Introduction
Plants attacked by herbivorous arthropods release volatiles (herbivore-induced plant volatiles, HIPVs) that might be used by natural enemies of the herbivores to locate prey or host (Dicke et al. 1990, Vet & Dicke 1992, Takabayashi & Dicke 1996, Dicke et al. 2009, Dicke 2015). The HIPVs that plants release in response to herbivory vary with the plant and insect species (De Moraes et al. 1998, Dicke et al. 1998, Mumm & Dicke 2010, Hare 2011), and the herbivore density (Girling et al. 2011, Pisani Gareau et al. 2013, Cai et al. 2014). For many predators, it remains unknown whether the ability to find the prey with the aid of olfactory signals is innate or learned. Previous experience was shown to modulate olfactory responses in insects (Vet & Dicke 1992, Steidle & Van Loon 2003), rabbits (Semke et al. 1995) and fish (Nevitt & Dittman 1998). In contrast, use of olfaction in searching for their hosts was shown to be an innate trait in parasitoids (Dicke & van Loon 2000, Dicke 2015). It was not known until 2004 that also birds are attracted to trees infested by defoliator larvae, without the need to see larvae or physical damage they cause to foliage (Mäntylä et al. 2004, Mäntylä et al. 2008, Mäntylä et al. 2016, 2020). The mechanism of use of olfactory signals by birds searching for prey were not disentangled until recently (Amoet al. 2013a, Koski et al.2015, but see Koski et al. 2015). Rigid experimental work on bird’s innate abilities to recognize odours, or to learn them, is missing.
Reportedly, some bird species need previous experience with volatile compounds before they are able to associate them with a particular food (Sneddon et al. 1998, Mennerat et al. 2005, Gwinner & Berger 2008, Cunningham & Nevitt 2011, Caspers et al. 2013). In contrast, use of olfaction in foraging was shown to be innate in some procellariform bird species (Bonadonnaet al. 2006, Amo et al.2013b).
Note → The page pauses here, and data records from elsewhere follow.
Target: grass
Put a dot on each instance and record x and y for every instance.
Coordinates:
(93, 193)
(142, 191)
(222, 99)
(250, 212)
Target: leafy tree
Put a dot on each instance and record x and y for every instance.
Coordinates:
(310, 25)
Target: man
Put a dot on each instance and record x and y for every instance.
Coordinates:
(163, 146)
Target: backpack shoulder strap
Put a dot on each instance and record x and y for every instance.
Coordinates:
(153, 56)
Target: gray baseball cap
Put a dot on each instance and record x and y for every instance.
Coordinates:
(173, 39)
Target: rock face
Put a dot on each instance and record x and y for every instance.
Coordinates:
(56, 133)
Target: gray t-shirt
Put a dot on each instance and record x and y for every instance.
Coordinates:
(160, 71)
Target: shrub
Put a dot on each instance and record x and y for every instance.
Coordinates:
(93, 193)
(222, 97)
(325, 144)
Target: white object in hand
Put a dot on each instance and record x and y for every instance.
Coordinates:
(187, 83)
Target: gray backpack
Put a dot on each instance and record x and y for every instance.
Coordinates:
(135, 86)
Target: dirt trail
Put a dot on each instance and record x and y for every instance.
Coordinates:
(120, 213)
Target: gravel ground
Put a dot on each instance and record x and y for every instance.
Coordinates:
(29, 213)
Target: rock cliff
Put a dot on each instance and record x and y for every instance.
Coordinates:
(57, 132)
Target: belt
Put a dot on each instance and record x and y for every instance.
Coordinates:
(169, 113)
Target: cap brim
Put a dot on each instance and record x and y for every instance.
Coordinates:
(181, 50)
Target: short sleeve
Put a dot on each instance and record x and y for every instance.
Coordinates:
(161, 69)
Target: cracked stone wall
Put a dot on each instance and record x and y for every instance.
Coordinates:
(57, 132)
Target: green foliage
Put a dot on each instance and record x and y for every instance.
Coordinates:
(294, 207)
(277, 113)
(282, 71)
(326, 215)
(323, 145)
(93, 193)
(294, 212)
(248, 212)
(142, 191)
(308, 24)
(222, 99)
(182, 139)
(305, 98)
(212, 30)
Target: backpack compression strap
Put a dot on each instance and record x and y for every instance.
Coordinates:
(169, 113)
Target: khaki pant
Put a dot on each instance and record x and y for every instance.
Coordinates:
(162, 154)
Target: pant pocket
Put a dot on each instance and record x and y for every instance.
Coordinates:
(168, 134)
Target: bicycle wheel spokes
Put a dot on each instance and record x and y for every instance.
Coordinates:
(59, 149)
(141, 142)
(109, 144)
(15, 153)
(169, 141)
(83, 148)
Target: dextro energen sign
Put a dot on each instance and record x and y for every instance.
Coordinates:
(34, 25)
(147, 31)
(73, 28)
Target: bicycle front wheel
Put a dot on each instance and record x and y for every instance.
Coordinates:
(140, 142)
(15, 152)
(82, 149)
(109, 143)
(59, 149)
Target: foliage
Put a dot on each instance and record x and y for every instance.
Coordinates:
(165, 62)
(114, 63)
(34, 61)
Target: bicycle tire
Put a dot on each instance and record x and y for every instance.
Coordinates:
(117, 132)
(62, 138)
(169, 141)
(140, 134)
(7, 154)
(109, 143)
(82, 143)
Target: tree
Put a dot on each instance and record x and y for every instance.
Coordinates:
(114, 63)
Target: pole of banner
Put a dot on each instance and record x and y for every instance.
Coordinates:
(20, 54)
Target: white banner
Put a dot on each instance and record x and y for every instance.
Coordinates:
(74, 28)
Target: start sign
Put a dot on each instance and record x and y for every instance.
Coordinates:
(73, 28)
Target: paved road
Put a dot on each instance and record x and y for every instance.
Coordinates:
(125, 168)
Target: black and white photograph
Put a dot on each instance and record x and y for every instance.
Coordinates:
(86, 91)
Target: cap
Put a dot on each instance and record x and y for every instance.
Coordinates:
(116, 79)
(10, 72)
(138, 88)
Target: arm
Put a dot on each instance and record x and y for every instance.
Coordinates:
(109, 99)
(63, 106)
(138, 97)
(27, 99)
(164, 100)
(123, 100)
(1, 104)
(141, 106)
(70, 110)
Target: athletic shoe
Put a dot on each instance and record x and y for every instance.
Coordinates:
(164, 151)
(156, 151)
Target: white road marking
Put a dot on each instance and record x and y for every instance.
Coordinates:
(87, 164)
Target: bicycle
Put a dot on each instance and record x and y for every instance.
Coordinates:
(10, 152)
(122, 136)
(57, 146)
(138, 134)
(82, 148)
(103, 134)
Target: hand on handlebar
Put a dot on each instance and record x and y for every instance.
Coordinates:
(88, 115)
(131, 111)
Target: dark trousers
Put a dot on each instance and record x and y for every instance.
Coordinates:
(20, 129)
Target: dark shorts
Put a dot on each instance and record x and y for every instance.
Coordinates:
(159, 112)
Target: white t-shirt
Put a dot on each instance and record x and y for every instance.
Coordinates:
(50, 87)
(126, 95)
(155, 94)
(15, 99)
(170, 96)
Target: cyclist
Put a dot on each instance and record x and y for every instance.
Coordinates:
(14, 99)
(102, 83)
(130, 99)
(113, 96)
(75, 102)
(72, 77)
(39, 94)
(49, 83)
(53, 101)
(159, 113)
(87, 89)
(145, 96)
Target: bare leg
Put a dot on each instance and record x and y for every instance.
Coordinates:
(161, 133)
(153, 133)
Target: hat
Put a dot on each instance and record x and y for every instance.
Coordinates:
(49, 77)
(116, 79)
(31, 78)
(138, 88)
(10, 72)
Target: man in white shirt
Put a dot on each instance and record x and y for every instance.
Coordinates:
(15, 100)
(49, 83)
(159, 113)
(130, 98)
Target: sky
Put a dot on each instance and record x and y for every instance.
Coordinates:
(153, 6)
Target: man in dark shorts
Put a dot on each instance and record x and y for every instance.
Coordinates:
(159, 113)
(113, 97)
A rare experimental work, with naïve birds exposed to visual and olfactorial signals separately, implied that naïve birds did not show any preference for olfactory signal of herbivore-induced apple saplings compared to olfactory signal of uninfested control saplings (Amo et al. 2016). In contrast, when the naïve birds were allowed to gain some experience with foraging for caterpillars in trees, they exhibited a preference for olfactory signal of caterpillar infested trees (Amoet al. 2013a).
While the innate detection of HIPVs may be under strong selection pressure for specialized species (e.g. parasitoids), generalist predators may need to adapt their foraging behaviour in response to changes in the availability, distribution and abundance of prey species (e.g. Murakami 1998, 2002). Under these circumstances, natural selection may have favoured the ability to adaptively associate different scents with the food resource in order to maximise the foraging effort for different plant and insect species (Royama 1970), rather than having this ability innately (Amo et al. 2016).
To our knowledge, no previous study tested the response of birds to evolutionarily familiar and unfamiliar HIPVs. In our experiment, we aimed to investigate whether the great tits (Parus major ) are able to learn various HIPVs, how quickly, and whether they are able to associate the evolutionarily unfamiliar and familiar plant volatile compounds with prey.